3

I'm trying to find all the attributes of the data in a nested dictionary in Python. Some objects may have multiple levels in their key definition. How can I find the header of such a complicated nested data (if we think as a table structure). Here are very few lines of my data to see how it looks like:

{"MessageType": "SALES.HOLDCREATED", "Event": {"Id": "ZWbDoMKQw6HDjFzCo8KuwpNmwofCjl7Co8OPwpDCncOSXMOdccKTZVVWZWbCnA==", "RefInfo": {"TId": {"Id": "ZMKXwpbClsOhwpNiw5E="}, "UserId": {"Id": "wpzCksKWwpbCpMKTYsKeZMKZbA=="}, "SentUtc": "2013-04-28T16:59:48.6698042", "Source": 1}, "ItemId": {"Id": 116228}, "Quantity": 1, "ExpirationDate": "2013-04-29T", "Description": null}}
{"MessageType": "SALES.SALEITEMCREATED", "Event": {"Id": "ZWbDoMKQw6HDjFzCo8KuwpNmwofCjl7Co8OPwpDCncOSXMOdccKTwp3CiFZkZMKWwpfCpMKZ", "RefInfo": {"TId": {"Id": "ZGA="}, "UserId": {"Id": "ZMKj"}, "SentUtc": "2013-01-04T", "Source": 1}, "Code": {"Code": "074108235206"}, "Sku": {"Sku": "Con CS54"}}}
{"MessageType": "SALES.SALEITEMCREATED", "Event": {"Id": "ZWbDoMKQw6HDjFzCo8KuwpNmwofCjl7Co8OPwpDCncOSXMOdccKTZcKHVsKcwpjClsKXwqTCmQ==", "RefInfo": {"TId": {"Id": "ZGA="}, "UserId": {"Id": "ZMKj"}, "SentUtc": "2013-01-04T", "Source": 1}, "Code": {"Code": "4000000021"}, "Sku": {"Sku": "NFL-Wallet-MK-2201"}}}

Since this data is in Json format first I changed the format and tried to find the key:

import json

data = []
with open("data.raw", "r") as f:
    for line in f:
        data.append(json.loads(line))

for lines in data:
    print(lines.keys())

but it gives me dict_keys(['Event', 'MessageType']) for all the lines. What I need (for this data that I attached) is a list like:

'MessageType' 'Event_Id' 'Event_RefInfo_TId_Id'  'Event_RefInfo_UserId_Id' 'Event_RefInfo_SentUtc' 'Event_RefInfo_Source' 'Event_ItemId_Id' 'Event_ItemId_Quantity' 'Event_ItemId_ExpirationDate'     ...
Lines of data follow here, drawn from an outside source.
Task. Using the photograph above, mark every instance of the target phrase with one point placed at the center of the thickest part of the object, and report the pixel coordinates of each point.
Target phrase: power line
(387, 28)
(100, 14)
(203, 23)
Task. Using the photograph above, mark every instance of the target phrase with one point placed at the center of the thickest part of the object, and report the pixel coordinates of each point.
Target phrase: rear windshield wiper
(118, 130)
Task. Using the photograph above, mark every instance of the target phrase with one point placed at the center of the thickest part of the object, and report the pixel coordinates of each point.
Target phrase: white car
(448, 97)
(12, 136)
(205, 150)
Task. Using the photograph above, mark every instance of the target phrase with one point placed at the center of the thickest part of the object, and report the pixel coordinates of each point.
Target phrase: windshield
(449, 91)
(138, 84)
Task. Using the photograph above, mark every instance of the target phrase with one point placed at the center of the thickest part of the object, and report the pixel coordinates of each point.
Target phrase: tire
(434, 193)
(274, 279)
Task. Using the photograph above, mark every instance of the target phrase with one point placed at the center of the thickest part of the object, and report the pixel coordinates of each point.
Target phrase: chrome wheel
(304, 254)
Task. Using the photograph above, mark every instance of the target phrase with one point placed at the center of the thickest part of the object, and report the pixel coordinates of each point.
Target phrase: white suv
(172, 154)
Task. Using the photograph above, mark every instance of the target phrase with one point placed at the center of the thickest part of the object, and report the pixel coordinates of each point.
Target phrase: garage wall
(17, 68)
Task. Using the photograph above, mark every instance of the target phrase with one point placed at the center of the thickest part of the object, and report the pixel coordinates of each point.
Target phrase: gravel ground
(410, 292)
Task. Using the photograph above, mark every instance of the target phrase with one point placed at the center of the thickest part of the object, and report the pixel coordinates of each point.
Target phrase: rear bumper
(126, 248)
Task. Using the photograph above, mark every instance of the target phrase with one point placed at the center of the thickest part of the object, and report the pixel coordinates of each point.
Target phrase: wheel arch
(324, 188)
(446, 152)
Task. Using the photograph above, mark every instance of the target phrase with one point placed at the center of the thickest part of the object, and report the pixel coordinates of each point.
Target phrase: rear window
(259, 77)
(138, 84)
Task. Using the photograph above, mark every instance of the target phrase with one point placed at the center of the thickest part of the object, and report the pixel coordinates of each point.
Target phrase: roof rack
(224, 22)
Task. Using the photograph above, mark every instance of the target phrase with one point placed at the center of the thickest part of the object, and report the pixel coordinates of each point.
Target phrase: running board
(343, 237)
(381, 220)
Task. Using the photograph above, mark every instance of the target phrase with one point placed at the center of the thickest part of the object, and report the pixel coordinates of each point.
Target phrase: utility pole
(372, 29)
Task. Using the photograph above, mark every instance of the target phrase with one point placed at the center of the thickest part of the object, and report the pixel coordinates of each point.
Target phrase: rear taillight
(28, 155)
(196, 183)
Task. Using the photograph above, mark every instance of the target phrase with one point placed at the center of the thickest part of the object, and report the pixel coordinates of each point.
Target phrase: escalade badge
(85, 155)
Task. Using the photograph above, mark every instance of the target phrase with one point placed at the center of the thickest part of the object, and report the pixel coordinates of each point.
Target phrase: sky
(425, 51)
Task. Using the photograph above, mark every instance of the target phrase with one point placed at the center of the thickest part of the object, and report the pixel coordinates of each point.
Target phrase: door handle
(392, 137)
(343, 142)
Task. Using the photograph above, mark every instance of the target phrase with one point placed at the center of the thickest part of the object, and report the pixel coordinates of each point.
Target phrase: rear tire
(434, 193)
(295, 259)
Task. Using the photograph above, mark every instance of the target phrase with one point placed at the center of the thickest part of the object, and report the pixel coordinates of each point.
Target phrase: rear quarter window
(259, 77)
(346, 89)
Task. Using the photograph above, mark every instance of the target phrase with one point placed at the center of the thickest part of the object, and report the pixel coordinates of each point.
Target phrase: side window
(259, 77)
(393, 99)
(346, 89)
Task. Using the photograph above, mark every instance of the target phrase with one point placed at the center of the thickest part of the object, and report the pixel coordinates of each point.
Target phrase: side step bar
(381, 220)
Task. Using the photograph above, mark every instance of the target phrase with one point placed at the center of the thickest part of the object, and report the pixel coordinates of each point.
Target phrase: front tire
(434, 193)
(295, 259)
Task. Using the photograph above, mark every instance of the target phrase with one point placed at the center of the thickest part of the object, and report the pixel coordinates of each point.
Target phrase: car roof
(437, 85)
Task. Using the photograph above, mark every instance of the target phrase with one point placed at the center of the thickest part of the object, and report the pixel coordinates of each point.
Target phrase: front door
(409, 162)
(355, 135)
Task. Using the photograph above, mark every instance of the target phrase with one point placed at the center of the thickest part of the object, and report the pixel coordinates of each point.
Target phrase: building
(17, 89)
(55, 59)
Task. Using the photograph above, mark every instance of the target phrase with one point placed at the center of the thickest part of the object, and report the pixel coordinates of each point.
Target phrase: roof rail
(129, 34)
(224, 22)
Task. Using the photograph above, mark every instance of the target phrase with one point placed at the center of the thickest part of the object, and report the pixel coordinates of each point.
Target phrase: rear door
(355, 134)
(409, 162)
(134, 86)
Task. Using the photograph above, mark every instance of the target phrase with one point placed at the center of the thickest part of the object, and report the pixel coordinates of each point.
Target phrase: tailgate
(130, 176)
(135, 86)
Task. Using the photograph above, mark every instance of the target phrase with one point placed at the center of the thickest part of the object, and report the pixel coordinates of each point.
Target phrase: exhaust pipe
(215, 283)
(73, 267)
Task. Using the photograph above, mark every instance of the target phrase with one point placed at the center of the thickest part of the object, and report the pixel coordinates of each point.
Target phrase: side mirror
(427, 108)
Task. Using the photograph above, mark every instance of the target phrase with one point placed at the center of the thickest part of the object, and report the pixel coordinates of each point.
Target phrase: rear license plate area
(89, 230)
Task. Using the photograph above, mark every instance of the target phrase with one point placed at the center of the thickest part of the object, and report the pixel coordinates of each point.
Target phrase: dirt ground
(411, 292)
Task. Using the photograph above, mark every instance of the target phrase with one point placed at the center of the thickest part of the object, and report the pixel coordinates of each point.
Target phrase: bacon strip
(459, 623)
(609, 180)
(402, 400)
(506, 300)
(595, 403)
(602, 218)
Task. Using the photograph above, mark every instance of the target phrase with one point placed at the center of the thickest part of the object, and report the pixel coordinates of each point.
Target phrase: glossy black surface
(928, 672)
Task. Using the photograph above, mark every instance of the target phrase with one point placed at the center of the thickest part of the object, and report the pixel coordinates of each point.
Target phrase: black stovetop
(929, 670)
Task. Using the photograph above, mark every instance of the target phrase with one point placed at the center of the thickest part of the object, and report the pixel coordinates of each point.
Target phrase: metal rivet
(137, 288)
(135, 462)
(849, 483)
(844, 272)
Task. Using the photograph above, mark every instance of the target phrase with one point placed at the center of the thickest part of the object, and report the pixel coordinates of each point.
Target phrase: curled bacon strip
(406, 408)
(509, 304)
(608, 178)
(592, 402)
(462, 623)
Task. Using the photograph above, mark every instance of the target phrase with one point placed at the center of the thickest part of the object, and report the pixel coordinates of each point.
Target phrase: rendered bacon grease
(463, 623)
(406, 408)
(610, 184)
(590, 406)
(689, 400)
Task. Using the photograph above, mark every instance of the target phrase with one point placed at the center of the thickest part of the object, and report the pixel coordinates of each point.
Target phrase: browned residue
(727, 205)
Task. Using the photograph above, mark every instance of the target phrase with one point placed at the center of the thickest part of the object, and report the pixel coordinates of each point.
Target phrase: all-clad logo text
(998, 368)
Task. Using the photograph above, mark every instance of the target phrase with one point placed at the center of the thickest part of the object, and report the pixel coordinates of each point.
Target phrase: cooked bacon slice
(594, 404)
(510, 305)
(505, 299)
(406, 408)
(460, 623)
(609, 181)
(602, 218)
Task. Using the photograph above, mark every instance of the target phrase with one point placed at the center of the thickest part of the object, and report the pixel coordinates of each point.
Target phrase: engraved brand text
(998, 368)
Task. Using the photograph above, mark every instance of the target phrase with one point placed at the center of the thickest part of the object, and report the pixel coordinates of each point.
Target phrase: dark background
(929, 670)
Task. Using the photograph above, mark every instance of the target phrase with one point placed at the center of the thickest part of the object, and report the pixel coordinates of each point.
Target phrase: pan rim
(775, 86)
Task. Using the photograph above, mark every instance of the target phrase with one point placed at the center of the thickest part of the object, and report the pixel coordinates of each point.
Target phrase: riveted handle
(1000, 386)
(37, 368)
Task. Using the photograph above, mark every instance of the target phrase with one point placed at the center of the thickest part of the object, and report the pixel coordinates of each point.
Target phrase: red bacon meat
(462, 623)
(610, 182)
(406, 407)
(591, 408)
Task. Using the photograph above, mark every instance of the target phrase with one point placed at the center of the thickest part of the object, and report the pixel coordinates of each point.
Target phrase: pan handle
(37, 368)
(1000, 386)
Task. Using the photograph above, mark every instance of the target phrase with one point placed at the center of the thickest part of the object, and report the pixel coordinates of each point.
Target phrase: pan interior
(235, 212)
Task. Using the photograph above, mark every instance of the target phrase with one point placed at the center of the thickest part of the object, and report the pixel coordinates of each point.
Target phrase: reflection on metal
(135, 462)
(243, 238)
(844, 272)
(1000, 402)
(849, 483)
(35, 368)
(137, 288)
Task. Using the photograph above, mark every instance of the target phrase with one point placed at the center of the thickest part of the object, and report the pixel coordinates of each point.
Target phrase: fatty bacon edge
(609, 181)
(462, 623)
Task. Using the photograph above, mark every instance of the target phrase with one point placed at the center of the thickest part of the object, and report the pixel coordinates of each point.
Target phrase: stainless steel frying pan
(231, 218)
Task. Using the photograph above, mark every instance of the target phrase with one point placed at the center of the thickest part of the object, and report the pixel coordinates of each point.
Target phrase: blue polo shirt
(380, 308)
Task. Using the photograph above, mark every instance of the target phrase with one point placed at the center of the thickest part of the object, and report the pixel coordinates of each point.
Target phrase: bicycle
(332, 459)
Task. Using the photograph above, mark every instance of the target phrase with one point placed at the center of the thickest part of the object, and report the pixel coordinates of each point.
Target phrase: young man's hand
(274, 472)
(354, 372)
The data is very big and I just need to find out what attributes do I have.

Moses Koledoye
  • 77,341
  • 8
  • 133
  • 139
Mina
  • 51
  • 1
  • 1
  • 7

1 Answers1

1

You'll need to traverse the nested dicts, your current approach only gets as far as the keys of the root dictionary.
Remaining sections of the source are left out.